2.4.13

Ciclos

Enfiou mais uma resma de papel no caixote do lixo sem sequer se dar ao trabalho de ver o que por lá estava. Nada do que ali tinha iria voltar a fazer falta. Já nada importava todo aquele manancial de informação recolhida durante os últimos quatro anos.
Antes de iniciar a limpeza assegurou-se que o papel que ali depositasse seria encaminhado para a destruidora. Não que tivesse algo a esconder... pelo contrário. Dificilmente se encontraria naquelas folhas algum tipo de informação privilegiada ou comprometedora, pois tudo o que por lá constava já fora partilhado e repartilhado vezes sem conta. Mas não poderia dar parte de fraco, e queria que o Moreira e o Magalhães pensassem que havia  por ali muito a ocultar. Queria ver os seus ares intrigados, ávidos de curiosidade, quando a D. Maria levasse o saco pesado para a máquina da cave.
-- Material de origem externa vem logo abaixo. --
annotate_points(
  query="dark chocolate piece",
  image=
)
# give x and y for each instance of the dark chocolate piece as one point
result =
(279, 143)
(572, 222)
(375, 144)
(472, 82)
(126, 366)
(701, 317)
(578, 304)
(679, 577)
Abriu mais gavetas e esvaziou-as. Num caixote enfiou lápis, canetas e outro material de economato que fora acumulando. Não deixaria nada para trás, ainda que soubesse que não voltaria a pegar naqueles objectos usados. Seguramente que no sítio para o qual ia lhe encheriam as gavetas com bens de primeira qualidade, a estrear. Mas era já seu hábito levar tudo consigo quando chegava ao fim. A tesoura, a fita cola, o agrafador, o furador, a régua, a borracha a estrear (em quatro anos nunca a usara; mas alguém ainda usa borracha?), tudo levaria. Seguramente a sua sobrinha aproveitá-los-ia.
O motorista já levara os caixotes com os livros. Quando entrasse no novo gabinete já lá estariam devidamente emprateleirados conforme deixara indicações. Faltava mesmo acabar com a papelada e com estes artigos "pessoais". Prosseguiu a tarefa até a sentir finalizada.
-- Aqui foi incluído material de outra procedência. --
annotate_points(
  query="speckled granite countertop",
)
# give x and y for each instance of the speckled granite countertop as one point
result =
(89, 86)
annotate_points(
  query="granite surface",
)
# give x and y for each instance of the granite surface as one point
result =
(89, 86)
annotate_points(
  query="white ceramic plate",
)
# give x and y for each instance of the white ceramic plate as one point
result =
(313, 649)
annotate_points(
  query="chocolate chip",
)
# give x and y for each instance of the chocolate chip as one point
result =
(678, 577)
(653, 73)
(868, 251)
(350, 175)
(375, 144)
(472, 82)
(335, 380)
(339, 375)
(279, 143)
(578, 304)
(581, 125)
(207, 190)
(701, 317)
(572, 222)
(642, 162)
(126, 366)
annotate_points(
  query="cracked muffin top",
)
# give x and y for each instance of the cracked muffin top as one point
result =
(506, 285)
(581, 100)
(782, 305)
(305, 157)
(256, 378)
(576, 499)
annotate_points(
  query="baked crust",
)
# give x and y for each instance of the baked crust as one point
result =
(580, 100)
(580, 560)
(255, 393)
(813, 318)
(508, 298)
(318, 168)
O último passo foi emalar o portátil. Mais uma máquina lá para casa, desactualizada (velhíssima, com os seus quatro anos), que encontraria o seu lugar na estante do escritório até descobrir a quem o entregar.
Gostava destas mudanças. Pela renovação de tudo a que tinha direito, sem olharem a despesas... Mesmo durante a crise continuaram a tratá-lo bem... E sempre que o Governo mudava, lá ia para outras paragens. 
Nunca era uma despromoção. Também raramente era uma progressão. Era apenas mais uma mudança.